I knew, for example, that on the way up to our summer rental we would pass the turnoff from Route 209 to Spring Glen, New York, and the site of the Homowack Hotel. If you do not remember the Homowack then you are very young. We spent Pesach at the hotel twice, Shavuos more than several times, and Sukkos as far as I can recall just once. Our son Nison’s bar mitzvah, which took place on Shavuos, was celebrated up here with 50 members of our family and close friends. I didn’t want to tell Esta that I wanted to make a quick stop at the hallowed and desolate grounds of the Homowack, so I waited until we were just a mile from the turnoff. That’s when I said, “I have to pull off the road here just to see the Homowack for a few minutes.”

I looked around the hotel grounds, at what used to be the main entrance, and at the long building that featured floor-to-ceiling glass and was once the dining room where strategically placed tables were coveted by many guests. In a nutshell, the place is silent and dead, but the memories are very much alive.

I pictured us sitting under a tree over there with friends on a yom tov afternoon. Across the road was the lake where the row boats were always in increasing disrepair as the seasons went by. If you ever wanted to know what it was like to be on a sinking boat that was it. Today in 2020, the old Homowack is just deteriorating, fading away.

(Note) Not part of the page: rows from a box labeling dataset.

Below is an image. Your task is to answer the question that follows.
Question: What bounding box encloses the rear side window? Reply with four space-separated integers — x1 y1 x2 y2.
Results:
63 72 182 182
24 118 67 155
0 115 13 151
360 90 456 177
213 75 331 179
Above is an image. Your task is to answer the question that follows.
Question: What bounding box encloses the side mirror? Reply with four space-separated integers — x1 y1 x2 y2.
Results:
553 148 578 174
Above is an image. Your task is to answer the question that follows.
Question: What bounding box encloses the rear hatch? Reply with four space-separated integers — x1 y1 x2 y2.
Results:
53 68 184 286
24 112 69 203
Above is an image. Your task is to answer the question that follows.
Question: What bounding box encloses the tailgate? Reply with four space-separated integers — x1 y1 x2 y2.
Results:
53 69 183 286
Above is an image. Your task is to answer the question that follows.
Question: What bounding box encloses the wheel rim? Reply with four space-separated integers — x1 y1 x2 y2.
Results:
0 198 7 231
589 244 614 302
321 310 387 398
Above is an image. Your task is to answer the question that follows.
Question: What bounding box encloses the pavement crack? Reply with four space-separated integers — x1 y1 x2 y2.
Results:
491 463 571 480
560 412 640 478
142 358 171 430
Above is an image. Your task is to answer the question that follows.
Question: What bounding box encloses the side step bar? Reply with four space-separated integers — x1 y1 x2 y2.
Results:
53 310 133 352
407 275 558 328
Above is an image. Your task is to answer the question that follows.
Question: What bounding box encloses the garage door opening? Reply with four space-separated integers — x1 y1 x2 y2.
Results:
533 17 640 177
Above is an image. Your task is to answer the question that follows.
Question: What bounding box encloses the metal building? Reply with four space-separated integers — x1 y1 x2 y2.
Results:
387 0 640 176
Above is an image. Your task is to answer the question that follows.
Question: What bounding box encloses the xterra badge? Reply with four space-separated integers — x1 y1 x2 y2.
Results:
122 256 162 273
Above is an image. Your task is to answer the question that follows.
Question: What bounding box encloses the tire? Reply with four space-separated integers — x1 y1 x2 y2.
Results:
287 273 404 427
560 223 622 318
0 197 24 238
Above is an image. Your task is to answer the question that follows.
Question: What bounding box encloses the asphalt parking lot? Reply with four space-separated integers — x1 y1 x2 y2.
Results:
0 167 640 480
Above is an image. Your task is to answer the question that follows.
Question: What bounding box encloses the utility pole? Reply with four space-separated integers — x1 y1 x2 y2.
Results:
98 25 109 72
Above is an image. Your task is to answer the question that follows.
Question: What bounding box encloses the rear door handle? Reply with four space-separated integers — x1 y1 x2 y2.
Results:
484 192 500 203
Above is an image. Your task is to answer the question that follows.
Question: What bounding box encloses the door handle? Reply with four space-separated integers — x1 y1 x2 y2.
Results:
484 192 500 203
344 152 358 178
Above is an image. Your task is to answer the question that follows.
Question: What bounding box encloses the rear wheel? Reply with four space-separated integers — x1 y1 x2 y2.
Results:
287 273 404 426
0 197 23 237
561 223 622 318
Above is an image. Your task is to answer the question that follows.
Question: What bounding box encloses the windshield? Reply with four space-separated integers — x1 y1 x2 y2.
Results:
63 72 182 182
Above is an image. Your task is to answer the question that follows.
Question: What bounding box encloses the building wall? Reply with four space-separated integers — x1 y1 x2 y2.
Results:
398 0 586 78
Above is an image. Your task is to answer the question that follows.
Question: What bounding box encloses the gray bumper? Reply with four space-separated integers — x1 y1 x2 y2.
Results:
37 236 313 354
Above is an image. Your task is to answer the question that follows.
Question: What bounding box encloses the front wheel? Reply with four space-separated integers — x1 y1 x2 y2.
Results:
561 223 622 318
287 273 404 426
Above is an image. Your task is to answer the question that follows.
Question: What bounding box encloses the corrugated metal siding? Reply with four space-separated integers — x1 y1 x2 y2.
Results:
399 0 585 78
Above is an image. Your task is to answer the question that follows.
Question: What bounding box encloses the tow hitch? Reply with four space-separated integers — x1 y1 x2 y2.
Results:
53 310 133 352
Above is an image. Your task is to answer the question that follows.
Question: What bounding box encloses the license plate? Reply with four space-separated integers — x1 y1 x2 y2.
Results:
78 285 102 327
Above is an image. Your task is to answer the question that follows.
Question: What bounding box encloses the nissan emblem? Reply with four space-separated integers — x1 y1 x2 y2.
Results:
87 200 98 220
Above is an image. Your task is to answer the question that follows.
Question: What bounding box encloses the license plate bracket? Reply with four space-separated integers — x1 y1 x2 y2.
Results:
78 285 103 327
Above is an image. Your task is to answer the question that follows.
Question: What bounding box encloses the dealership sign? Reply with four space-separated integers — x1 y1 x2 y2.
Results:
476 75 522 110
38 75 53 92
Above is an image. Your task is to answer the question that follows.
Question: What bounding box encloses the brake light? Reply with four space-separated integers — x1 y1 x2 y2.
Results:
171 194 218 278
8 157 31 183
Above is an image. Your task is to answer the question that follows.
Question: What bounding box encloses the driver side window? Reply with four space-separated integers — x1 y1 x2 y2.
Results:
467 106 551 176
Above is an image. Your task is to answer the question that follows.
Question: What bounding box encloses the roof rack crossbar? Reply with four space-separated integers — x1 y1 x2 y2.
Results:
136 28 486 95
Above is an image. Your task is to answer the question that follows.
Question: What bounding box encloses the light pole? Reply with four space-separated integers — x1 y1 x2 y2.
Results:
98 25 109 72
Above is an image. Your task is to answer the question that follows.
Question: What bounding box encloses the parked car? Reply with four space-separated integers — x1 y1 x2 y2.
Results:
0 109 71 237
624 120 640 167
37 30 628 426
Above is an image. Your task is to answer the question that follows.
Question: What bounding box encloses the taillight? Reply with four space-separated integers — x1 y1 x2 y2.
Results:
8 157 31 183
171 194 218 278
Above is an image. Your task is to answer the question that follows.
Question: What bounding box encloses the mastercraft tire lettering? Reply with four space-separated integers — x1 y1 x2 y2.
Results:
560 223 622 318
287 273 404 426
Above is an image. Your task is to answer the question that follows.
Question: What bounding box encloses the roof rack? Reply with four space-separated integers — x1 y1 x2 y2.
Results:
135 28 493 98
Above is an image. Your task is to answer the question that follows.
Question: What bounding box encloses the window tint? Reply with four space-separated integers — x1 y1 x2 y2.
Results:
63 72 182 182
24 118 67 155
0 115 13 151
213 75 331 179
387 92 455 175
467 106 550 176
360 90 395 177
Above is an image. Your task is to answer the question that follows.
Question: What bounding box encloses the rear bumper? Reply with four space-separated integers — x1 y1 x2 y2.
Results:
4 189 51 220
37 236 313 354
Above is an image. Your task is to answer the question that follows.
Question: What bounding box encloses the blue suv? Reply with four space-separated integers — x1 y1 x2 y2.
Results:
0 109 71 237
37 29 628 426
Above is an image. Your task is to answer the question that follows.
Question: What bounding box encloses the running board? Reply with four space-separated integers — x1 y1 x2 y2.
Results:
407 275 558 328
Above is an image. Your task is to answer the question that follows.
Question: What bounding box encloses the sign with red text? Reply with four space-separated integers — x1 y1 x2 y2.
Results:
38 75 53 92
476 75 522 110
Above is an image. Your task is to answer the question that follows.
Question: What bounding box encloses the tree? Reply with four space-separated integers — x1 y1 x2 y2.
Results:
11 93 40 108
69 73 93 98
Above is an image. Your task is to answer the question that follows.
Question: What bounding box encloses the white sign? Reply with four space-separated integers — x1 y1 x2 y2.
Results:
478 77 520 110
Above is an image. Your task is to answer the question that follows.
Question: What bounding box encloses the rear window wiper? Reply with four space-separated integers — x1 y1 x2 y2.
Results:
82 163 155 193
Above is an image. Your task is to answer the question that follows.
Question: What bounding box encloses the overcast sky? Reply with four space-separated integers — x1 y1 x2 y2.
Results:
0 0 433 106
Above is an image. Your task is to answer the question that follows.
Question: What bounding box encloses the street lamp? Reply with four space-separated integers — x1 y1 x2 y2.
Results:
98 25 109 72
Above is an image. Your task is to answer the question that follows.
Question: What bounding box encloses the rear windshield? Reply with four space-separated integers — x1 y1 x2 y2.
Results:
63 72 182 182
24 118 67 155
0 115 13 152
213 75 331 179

The place looks like it has not been touched in the more than two decades since they closed down. This wasn’t just another hotel that closed down due to a plethora of market conditions that made it economically impossible to operate. For as long as they were around, the Homowack was a hub of Jewish life and activity. When the few hundred hotel rooms went on sale a few weeks prior to Pesach or Shavuot, all the rooms were sold out within a day. If you lagged behind in making your reservation you had to know someone in order to get in.

But now it is eerily quiet on those grounds. As I scanned the landscape, my eyes absorbed great memories and filed them away wherever those things are mentally stored.

On Monday afternoon, we drove the 10 miles to Woodbourne. That shul that has come alive thanks to the selfless around-the-clock work of the shul’s rav, Rabbi Mordechai Jungreis. Shacharis minyanim begin at 6 a.m., and the last Ma’ariv might be two or three o’clock in the morning.

We stepped onto the expansive back porch of the shul where the minyanim are held on beautiful warm days like this one. When I arrived with my grandson Dovid, there were just a few people sitting at tables and learning. A few minutes later there were 50 people wearing face masks and positioned in a socially distanced manner to daven Minchah.

It is still a little early in the season, so minyanim that are not attached to communities or bungalow colonies are a little sparse. At the main shul in Ellenville, there is no Shacharis or Minchah minyan and we had to wait about 20 extra minutes to patch together a minyan for Ma’ariv at 10 p.m.

It looks like on most mornings we will be making the trip to Congregation Bnai Israel of Woodbourne. After Minchah, the rabbi announced that this is the 100th anniversary of the shul. There is certainly a great deal of history packed into those 100 years.

Before we left, I asked what time the latest minyan for Shacharis would be the next morning. He looked straight at me and, with a little smirk, said that he received a psak, or rabbinic ruling, that the latest he can say the morning services are held is at noon. Some of you reading this will gasp, but I have heard that it is not unusual to have people davening Shacharis here at two o’clock in the afternoon. Hey, you just davened at home for three months straight; give those late risers a break.

There’s great Jewish history up here in this part of New York that was once so thoroughly Jewish, it was affectionately referred to as the Borscht Belt. If I am recalling correctly, I believe borscht was indeed an item listed on the Homowack lunch menu. But while there is still a lot going on up here, I don’t think borscht is being served anywhere.